The Board of Deputies and the Community Security Trust have backed the CAA protest. Newly elected Board president Jonathan Arkush said: “It is explicitly antisemitic to talk about Jewish privilege and as such it is totally unacceptable and it must be and it will be resisted to the finish by our community.

“I don’t think we can or should ignore it even if it is a pathetic collection of old men from another discredited age. The Jewish community must show its united determination, and not only the Jewish community, but all elements of society, should show their utter contempt for these people.

“So that means that we absolutely will need to demonstrate physically our total opposition and repugnance.”

Mark Gardner, CST’s director of communications, said: “Counter-protests may raise controversy, but the moral and political need to oppose neo-Nazis in Jewish areas is clear.

“This is an opportunity for Jews and non-Jews to stand firmly against antisemitism, whether by counter-protest or any other means.”

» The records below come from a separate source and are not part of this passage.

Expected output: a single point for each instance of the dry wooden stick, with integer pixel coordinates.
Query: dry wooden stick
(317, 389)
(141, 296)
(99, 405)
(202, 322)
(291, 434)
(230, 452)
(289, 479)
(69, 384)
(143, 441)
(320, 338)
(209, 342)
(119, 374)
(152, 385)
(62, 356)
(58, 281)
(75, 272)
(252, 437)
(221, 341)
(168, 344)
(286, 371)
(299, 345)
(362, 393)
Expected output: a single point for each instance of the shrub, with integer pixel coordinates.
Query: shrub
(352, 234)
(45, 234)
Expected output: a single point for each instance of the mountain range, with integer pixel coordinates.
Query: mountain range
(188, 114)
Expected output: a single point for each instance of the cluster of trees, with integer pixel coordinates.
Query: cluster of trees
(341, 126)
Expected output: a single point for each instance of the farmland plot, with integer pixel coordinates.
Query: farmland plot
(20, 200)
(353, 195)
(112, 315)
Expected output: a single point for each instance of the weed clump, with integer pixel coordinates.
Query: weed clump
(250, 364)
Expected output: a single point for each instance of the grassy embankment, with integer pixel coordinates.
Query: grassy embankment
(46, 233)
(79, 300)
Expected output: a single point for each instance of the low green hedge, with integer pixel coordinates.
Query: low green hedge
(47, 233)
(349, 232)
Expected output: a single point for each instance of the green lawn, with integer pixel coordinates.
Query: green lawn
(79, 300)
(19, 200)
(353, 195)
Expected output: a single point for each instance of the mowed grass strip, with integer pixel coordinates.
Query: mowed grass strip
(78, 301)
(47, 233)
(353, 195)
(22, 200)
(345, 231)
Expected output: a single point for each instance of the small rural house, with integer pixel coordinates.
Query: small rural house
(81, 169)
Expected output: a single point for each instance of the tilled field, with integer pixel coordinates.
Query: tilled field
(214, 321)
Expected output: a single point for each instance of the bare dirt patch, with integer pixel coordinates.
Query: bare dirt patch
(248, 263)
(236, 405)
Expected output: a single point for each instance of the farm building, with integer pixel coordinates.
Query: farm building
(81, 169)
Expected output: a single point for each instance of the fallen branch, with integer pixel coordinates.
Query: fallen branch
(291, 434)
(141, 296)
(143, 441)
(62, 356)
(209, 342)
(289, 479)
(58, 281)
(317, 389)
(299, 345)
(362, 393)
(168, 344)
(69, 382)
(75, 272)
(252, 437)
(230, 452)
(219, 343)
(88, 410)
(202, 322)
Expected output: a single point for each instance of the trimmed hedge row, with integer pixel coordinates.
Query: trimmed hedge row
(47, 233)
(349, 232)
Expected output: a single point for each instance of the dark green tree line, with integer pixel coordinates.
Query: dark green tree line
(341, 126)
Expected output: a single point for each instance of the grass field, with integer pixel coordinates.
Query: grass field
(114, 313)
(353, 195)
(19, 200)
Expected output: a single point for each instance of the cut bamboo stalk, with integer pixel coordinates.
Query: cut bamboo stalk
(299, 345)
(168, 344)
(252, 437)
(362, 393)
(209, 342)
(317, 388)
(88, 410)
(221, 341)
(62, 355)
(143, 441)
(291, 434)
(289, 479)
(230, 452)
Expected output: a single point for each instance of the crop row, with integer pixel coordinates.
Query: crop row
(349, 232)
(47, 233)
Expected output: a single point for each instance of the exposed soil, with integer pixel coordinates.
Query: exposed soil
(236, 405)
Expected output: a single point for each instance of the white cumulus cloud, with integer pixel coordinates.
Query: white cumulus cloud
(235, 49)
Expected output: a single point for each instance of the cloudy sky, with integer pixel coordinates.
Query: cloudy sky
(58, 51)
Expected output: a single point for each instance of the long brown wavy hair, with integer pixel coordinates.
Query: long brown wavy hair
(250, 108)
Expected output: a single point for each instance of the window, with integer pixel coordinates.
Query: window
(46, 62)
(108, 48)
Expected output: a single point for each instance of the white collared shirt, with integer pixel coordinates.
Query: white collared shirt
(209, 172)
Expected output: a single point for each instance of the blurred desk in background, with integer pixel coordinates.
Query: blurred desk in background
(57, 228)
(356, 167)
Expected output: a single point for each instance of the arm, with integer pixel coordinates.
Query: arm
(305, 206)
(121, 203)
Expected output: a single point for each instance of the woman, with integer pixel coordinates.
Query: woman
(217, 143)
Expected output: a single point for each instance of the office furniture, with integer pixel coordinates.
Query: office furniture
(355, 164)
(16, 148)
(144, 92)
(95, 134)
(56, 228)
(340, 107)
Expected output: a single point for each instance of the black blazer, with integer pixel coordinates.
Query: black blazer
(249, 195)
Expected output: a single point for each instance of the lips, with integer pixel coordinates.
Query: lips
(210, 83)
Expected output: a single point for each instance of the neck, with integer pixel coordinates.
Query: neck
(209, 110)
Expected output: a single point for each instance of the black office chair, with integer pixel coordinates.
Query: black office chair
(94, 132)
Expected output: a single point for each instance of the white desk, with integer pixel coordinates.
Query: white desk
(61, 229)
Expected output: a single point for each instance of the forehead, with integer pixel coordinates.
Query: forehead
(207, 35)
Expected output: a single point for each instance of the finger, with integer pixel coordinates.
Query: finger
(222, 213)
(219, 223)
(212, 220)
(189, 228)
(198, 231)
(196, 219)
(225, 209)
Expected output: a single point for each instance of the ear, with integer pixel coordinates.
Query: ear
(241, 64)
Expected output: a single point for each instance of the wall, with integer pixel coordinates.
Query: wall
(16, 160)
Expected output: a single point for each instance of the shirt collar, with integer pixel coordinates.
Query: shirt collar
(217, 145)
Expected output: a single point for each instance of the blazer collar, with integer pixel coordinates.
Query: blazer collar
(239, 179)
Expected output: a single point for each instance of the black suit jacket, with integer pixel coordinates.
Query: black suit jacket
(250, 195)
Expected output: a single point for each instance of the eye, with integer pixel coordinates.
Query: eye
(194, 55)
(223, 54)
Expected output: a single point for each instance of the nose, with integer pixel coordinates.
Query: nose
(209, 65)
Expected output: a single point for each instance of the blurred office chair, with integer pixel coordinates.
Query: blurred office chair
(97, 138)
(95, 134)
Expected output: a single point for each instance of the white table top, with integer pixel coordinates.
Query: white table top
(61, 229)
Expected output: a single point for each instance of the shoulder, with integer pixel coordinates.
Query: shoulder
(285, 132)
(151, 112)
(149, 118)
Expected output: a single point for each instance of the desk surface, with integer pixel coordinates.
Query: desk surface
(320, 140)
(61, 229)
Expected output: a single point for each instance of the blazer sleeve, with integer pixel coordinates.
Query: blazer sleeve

An example of “Jewish privilege", according to the New Dawn website, is the neighbourhood watch group Shomrim, which is described as the community's "own Police force”.

Shomrim chief executive Gary Ost said: “We are not a police force. We work very closely with the Metropolitan Police to assist with reducing criminal activity in our operational areas.

“Shomrim is being used as an excuse for those who may wish to incite racial hatred and their antisemitic views.”